Assume (T) is not an maximal ideal. Obviously (T) contains all polynomials P with $deg_{T}(P) \geq 1$. So in order to find (m) $\supsetneq$ (T) with $(m) \neq K[X]$ we have to add an element with $deg_{T}(P) = 0$ to (T). Let $a \neq 0 \in F_{2}$ be this element. Because a is a unit we have $ 1 \in (T)$ Thats a contradiction to $(m) \neq K[X]$.
$\Rightarrow$ (T) is an maximal ideal and therefore (Theorem 1) T is prime.

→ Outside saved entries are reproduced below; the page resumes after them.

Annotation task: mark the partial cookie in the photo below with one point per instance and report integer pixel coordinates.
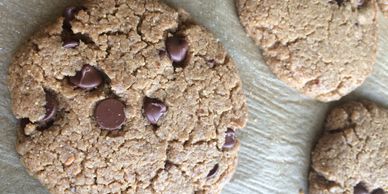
(127, 97)
(383, 4)
(352, 154)
(323, 48)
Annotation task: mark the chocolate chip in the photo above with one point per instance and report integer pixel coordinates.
(154, 109)
(378, 191)
(88, 78)
(177, 48)
(109, 114)
(51, 108)
(360, 189)
(213, 172)
(230, 139)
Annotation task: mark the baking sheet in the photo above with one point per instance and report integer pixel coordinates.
(276, 144)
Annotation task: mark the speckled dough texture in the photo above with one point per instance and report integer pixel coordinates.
(383, 4)
(353, 150)
(324, 50)
(127, 43)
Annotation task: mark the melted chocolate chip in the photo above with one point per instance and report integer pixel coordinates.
(51, 108)
(360, 189)
(177, 48)
(213, 172)
(230, 139)
(109, 114)
(339, 2)
(70, 42)
(154, 109)
(88, 78)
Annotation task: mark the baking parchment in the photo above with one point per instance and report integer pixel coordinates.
(283, 125)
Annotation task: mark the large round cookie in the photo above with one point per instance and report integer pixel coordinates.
(127, 97)
(323, 48)
(351, 156)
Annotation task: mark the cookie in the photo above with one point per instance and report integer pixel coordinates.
(383, 4)
(323, 48)
(351, 156)
(127, 97)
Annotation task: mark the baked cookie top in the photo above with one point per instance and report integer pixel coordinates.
(351, 156)
(323, 48)
(126, 96)
(383, 4)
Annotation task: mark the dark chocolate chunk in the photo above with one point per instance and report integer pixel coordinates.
(109, 114)
(177, 48)
(51, 108)
(230, 139)
(360, 189)
(70, 42)
(154, 109)
(88, 78)
(339, 2)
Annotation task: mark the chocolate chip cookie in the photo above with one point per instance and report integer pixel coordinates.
(323, 48)
(351, 156)
(127, 96)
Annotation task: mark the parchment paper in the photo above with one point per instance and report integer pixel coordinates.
(283, 126)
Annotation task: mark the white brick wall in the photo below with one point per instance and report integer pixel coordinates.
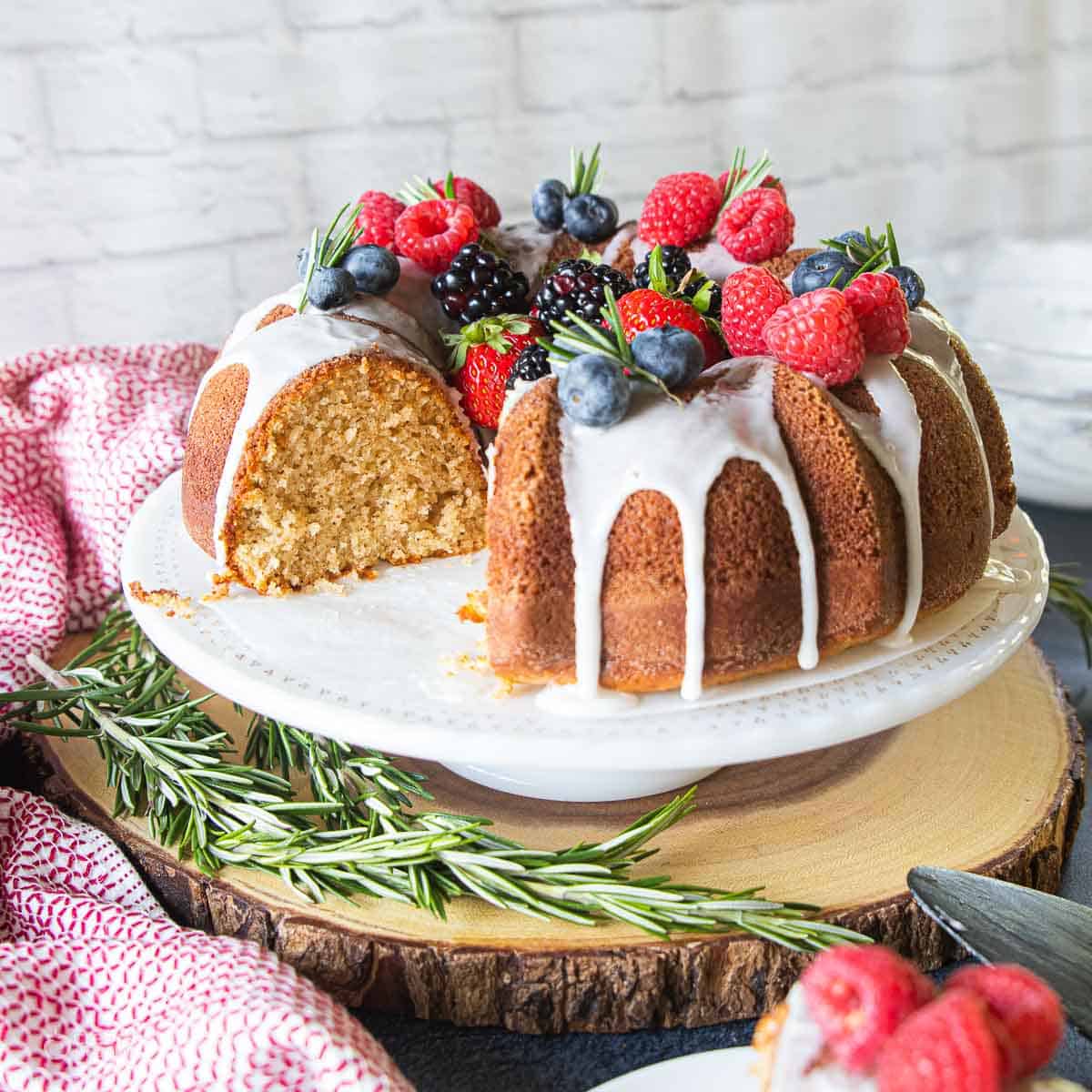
(161, 164)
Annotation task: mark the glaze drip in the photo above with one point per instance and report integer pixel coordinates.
(678, 451)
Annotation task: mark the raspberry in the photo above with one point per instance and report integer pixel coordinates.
(748, 298)
(878, 303)
(757, 225)
(681, 208)
(644, 309)
(1025, 1006)
(817, 333)
(858, 997)
(947, 1046)
(770, 183)
(376, 221)
(486, 211)
(432, 232)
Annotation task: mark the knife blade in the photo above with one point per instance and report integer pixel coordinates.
(1004, 923)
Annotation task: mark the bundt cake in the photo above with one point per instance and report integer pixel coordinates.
(838, 470)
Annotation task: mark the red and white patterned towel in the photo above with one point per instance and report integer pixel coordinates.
(98, 988)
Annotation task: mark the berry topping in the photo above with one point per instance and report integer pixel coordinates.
(594, 391)
(681, 208)
(672, 355)
(431, 233)
(1025, 1006)
(756, 225)
(374, 268)
(817, 333)
(483, 354)
(532, 364)
(880, 307)
(819, 270)
(858, 997)
(479, 284)
(749, 298)
(375, 222)
(591, 217)
(913, 287)
(645, 309)
(330, 288)
(947, 1046)
(578, 285)
(547, 203)
(676, 263)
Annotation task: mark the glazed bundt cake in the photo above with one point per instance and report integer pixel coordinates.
(825, 467)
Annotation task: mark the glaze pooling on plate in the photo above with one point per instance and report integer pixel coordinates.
(680, 451)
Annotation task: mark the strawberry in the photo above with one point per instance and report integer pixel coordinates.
(1026, 1007)
(756, 227)
(484, 353)
(645, 309)
(430, 233)
(770, 183)
(486, 211)
(945, 1046)
(681, 208)
(878, 303)
(748, 298)
(858, 997)
(375, 222)
(817, 333)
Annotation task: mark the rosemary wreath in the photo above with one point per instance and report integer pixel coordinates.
(360, 834)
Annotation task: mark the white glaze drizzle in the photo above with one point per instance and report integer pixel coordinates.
(929, 344)
(276, 355)
(677, 451)
(895, 440)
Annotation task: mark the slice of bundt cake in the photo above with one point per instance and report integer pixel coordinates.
(321, 443)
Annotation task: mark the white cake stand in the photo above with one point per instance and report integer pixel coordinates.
(390, 665)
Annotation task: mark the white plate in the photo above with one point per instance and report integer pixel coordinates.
(731, 1069)
(386, 665)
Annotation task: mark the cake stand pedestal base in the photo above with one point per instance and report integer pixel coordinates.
(993, 782)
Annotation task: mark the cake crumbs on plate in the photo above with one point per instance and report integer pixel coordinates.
(165, 599)
(475, 609)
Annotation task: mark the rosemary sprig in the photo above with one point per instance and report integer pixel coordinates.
(569, 342)
(1066, 593)
(332, 248)
(169, 763)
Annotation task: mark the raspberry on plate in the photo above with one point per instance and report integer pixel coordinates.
(817, 333)
(748, 298)
(1026, 1007)
(880, 306)
(375, 222)
(858, 997)
(681, 208)
(431, 233)
(645, 309)
(756, 227)
(485, 208)
(949, 1044)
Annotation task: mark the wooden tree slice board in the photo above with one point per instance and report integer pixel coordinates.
(993, 782)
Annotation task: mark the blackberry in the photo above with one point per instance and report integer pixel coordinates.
(676, 266)
(478, 284)
(532, 364)
(577, 285)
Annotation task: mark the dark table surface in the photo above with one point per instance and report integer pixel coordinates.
(442, 1058)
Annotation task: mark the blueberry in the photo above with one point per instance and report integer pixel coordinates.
(330, 288)
(375, 270)
(593, 391)
(818, 270)
(913, 287)
(547, 203)
(590, 217)
(671, 354)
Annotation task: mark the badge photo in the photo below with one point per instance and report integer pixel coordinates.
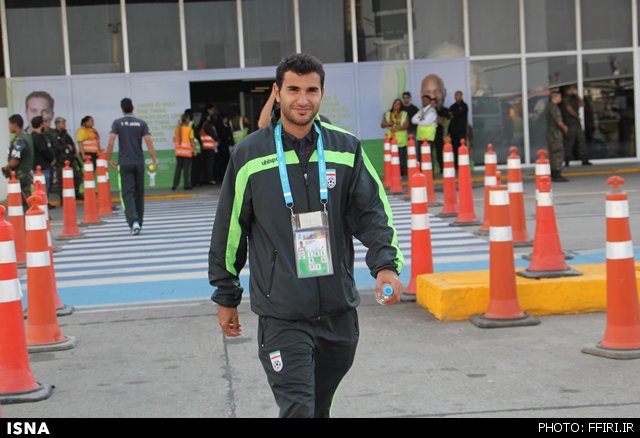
(276, 361)
(331, 178)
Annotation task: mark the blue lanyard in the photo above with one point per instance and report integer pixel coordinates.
(284, 176)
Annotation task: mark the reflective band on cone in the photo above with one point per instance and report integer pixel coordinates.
(622, 334)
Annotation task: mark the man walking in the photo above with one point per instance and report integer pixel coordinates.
(555, 128)
(131, 131)
(301, 183)
(20, 157)
(574, 138)
(458, 112)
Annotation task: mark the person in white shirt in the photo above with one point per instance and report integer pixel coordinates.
(425, 120)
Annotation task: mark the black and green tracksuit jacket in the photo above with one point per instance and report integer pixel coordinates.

I guess the full argument (which you probably imply) should be the following.
By Gauss' Lemma, it is enough to show that the polynomial $$ f = X^4+TX^2+T $$ is irreducible in $R[X]$, where $R = F_{2}[T]$.
Now you indeed use Eisenstein's Lemma, and show that $T$ is prime in $R$. For this, is it enough to note that a polynomial of degree $1$ over a field is always irreducible.